Um ano mais tarde, casa-se com Anna Karina, jovem atriz dinamarquesa que foi a sua musa em sete filmes, incluindo "O Soldado das Sombras" (1963), sobre um desertor durante a Guerra da Argélia, que foi proibido durante anos.

Karina também participou em "Pedro, O Louco" em 1965, outra vez ao lado de Jean-Paul Belmondo, uma das suas obras-primas.

Em 1963, teve outro sucesso de público com "O Desprezo", com Brigitte Bardot.

Anna, Anne e Anne-Marie

"O Livro da Imagem" (2018)

Dois anos mais tarde conhece outra atriz, Anne Wiazemsky. O casamento durou quatro anos, um período muito conturbado politicamente, com um polémico fascínio pelo maoismo chinês, refletido em "O Maoista" (1967).

Em seguida acontece o vendaval de maio de 1968: Godard desembarca em Cannes, que foi arrastado pelo terramoto político. Com a sua liderança, o comité da organização festival decide algo histórico: suspender o festival.

"Peço solidariedade com os estudantes e os operários e vocês estão a falar de 'traveling' e primeiro plano. Vocês são uns imbecis", gritou com a plateia.
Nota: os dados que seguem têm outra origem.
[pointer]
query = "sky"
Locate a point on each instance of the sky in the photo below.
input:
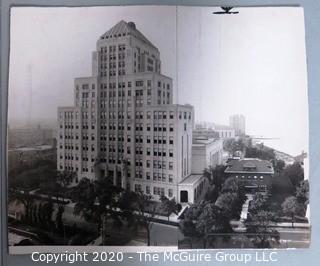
(252, 63)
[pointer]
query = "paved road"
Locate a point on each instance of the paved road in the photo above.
(167, 235)
(294, 237)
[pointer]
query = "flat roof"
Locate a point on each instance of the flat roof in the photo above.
(191, 179)
(36, 148)
(250, 165)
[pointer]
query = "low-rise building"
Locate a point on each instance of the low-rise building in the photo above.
(206, 153)
(252, 173)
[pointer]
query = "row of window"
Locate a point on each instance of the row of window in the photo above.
(137, 83)
(250, 177)
(159, 191)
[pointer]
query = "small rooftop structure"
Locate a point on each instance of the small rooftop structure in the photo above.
(124, 28)
(191, 179)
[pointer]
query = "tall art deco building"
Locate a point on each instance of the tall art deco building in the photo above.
(123, 123)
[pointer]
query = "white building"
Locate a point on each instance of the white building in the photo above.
(238, 123)
(123, 123)
(206, 153)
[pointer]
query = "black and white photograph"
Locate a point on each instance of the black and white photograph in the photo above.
(162, 126)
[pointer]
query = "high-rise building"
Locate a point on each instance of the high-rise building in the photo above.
(123, 123)
(238, 123)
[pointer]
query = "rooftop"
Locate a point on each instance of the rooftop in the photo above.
(203, 141)
(250, 165)
(124, 28)
(191, 179)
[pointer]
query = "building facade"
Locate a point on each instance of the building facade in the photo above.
(206, 153)
(238, 123)
(123, 123)
(253, 174)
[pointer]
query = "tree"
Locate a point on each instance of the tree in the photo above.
(64, 179)
(169, 206)
(146, 212)
(205, 220)
(227, 202)
(292, 207)
(295, 173)
(230, 185)
(210, 222)
(97, 201)
(302, 192)
(215, 175)
(26, 199)
(258, 202)
(278, 165)
(259, 230)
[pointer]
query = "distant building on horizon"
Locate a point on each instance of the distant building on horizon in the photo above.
(238, 123)
(251, 173)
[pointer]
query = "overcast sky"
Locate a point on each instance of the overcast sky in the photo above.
(251, 63)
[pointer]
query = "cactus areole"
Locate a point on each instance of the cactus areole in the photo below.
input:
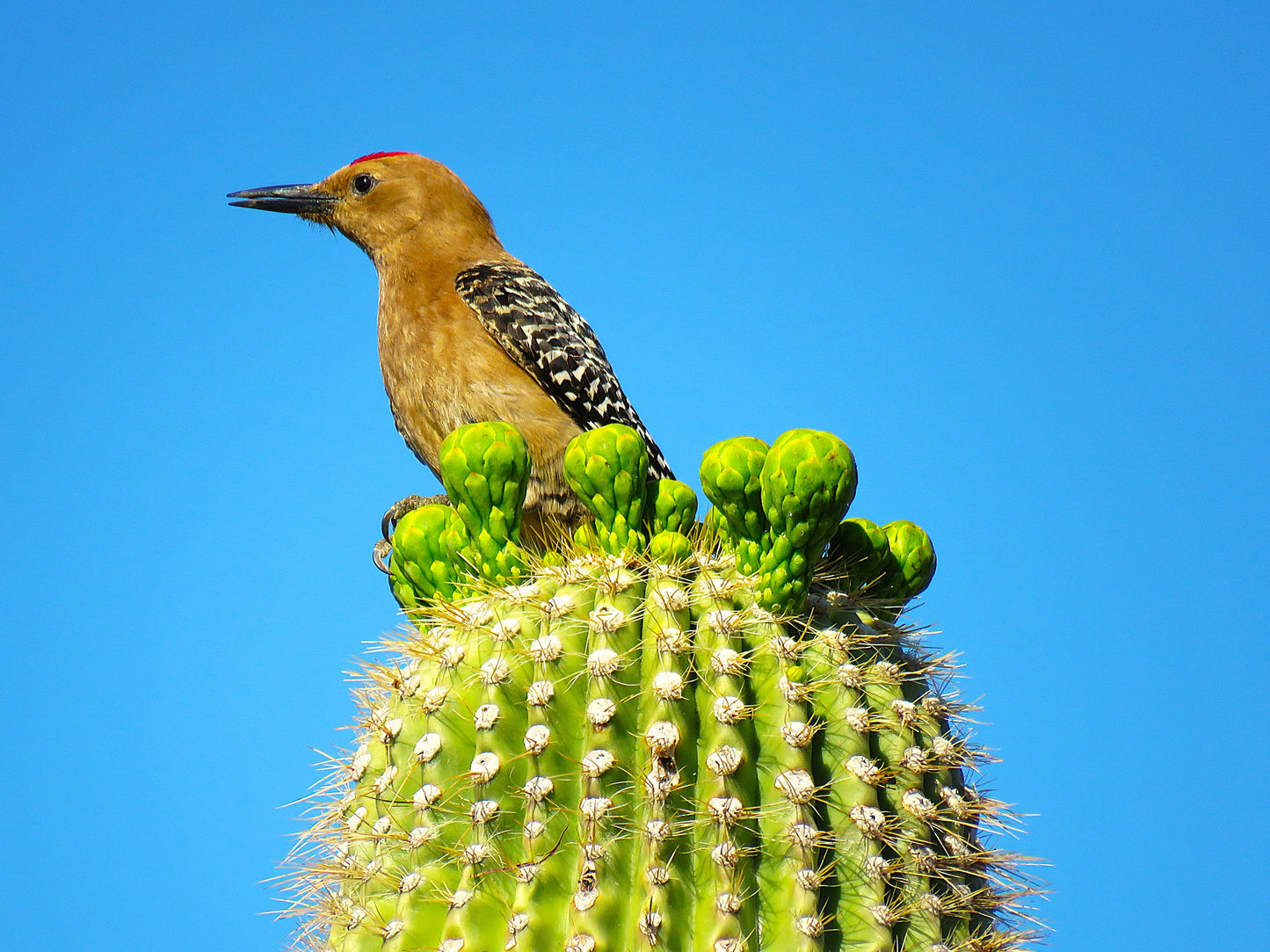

As suas ideias políticas ficaram mais radicais com o passar do tempo. Passou a apoiar a luta armada dos palestinianos e gerou várias polémicas. A sua esposa afirma não entender o cinema de Godard e o casal separa-se em 1970.

Em 1971, sofre um grave acidente de moto. A argumentista Anne-Marie Miéville torna-se a sua nova companheira. Godard entra numa espiral de depressões que o levam a tentar o suicídio em várias ocasiões, de acordo com o biógrafo Antoine de Baecque.

Ele segue para Grenoble e começa a fazer experiências com vídeo, o seu novo meio de criação.

Godard e Anne-Marie mudam-se para a localidade suíça de Rolle e nos anos 1980, ele volta ao cinema mais clássico com "Nome: Carmen" (1983). E a seguir com "Eu Vos Saúdo Maria" (1984), que provocou grande polémica nos países católicos pela sua maneira iconoclasta de abordar a questão da virgindade da mãe de Jesus.

Entre 1988 e 1998 dedica os seus esforços a elaborar uma gigantesca "História(s) do cinema", um grande fresco filosófico e estético sobre a Sétima Arte.

Em 2010 apresenta em Cannes, sem comparecer ao festival, "Filme Socialismo". Em 2014 exibe "Adeus à Linguagem", que recebe o Prémio do Júri. Aposta na experimentação e em 2018 apresenta "O Livro da Imagem", dedicado em grande parte ao mundo árabe, que lhe valeu uma Palma de Ouro especial.